当您询问存储数据时,这取决于情况。如果您在 WordPress 博客引擎中启用 Markdown,它将在用户输入时将数据存储在 Markdown 中。然而,在 Stack Overflow 中,数据似乎存储为 HTML。至少,“Stack Overflow 数据转储”包含 HTML,而不是 Markdown(我见过 人们抱怨)他们必须将其转换回来)。
如果您使用 WMD 编辑器,您可以向用户展示输出转换为 HTML 后的样子。尽管 Markdown 语法非常简单,但犯错误并不难。因此,最好向用户展示输出。
使用 Markdown 而不是 WYSIWIG 控件的另一个原因 - WYSIWIG 控件允许用户在网页上显示的数据中使用 HTML。因此,您必须能够决定什么时候 HTML 是完全不正确的,什么时候它是邪恶的 XSS/CSRF/任何注入。在 Markdown 中,您只需将 *something* 转换为
something,删除任何未知的 HTML 元素即可完成。The main reason for using Markdown is the readability of a marked text. For instance, you can send it in a plain-text email and the reader will still understand the emphiasis, bullets, the text will be divided in paragraphs et cetera.
When you ask about storing data, it depends.
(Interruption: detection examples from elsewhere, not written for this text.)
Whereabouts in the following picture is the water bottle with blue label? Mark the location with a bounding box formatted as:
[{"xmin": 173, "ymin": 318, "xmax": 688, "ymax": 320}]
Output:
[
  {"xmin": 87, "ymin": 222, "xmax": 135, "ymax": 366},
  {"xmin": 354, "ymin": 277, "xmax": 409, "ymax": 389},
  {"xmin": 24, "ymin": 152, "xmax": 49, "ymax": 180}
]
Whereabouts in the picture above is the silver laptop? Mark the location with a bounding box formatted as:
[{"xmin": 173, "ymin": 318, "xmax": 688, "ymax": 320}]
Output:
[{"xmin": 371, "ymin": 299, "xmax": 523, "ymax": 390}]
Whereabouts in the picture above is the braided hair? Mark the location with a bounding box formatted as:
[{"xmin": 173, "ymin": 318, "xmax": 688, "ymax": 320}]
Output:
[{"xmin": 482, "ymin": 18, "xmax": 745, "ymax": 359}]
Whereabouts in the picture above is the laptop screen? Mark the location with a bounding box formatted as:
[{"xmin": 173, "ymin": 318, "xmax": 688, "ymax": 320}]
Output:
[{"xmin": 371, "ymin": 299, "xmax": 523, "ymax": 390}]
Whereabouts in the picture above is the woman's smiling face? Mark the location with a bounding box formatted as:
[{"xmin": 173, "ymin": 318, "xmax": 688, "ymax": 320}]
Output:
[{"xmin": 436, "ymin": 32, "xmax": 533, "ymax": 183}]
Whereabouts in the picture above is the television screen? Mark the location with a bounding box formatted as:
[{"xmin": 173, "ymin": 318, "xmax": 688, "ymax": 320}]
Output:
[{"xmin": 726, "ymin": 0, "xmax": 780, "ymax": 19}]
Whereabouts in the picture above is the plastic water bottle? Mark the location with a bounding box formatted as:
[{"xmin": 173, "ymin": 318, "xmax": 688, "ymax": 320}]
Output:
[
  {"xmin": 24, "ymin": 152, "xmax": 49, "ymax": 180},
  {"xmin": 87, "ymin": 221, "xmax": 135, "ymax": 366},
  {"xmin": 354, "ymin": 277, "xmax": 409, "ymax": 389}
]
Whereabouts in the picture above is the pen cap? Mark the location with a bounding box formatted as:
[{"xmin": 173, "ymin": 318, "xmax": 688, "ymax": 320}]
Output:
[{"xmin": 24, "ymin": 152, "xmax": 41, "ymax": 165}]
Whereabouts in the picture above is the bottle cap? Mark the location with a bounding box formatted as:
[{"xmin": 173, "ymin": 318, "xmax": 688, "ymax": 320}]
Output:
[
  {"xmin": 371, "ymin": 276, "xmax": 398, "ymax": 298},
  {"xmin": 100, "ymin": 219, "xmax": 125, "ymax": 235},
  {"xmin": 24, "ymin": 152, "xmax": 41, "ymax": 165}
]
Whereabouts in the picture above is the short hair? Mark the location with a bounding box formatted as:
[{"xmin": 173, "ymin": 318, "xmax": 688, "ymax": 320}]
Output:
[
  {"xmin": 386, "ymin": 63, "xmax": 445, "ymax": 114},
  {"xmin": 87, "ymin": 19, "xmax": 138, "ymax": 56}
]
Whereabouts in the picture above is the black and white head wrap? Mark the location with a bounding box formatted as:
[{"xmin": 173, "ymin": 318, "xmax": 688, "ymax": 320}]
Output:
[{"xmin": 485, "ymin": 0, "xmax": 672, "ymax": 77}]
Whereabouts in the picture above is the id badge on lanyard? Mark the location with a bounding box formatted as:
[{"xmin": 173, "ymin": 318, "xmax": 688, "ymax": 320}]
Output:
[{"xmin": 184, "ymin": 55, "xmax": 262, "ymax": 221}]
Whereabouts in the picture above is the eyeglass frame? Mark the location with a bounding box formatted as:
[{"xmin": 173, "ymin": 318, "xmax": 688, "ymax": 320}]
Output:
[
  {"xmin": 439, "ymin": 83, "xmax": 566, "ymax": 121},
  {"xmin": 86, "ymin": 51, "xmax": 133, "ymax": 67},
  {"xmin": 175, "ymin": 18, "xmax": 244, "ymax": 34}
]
If you enable Markdown in the WordPress blog engine, it stores data as the user has input it - in Markdown. In Stack Overflow, however, it seems like the data is stored as HTML. At least, the "Stack Overflow data dumps" contain HTML, not Markdown (I've seen people complaining) that they have to convert it back).
If you use the WMD editor, you can show the user how the outputs will look like after being converted to HTML. Even though Markdown syntax is really simple, it is not hard to make mistakes. Hence, it is best to show users the output.
Another reason for using Markdown instead of a WYSIWIG control - a WYSIWIG control allows the user to use HTML in data you are displaying on your web page. So, you have to be the one who decides when there is simply incorrect HTML and when it is an evil XSS/CSRF/whatever injection. In Markdown, you simply convert *something* to
<b>something</b>, remove any unknow HTML elements and you're done.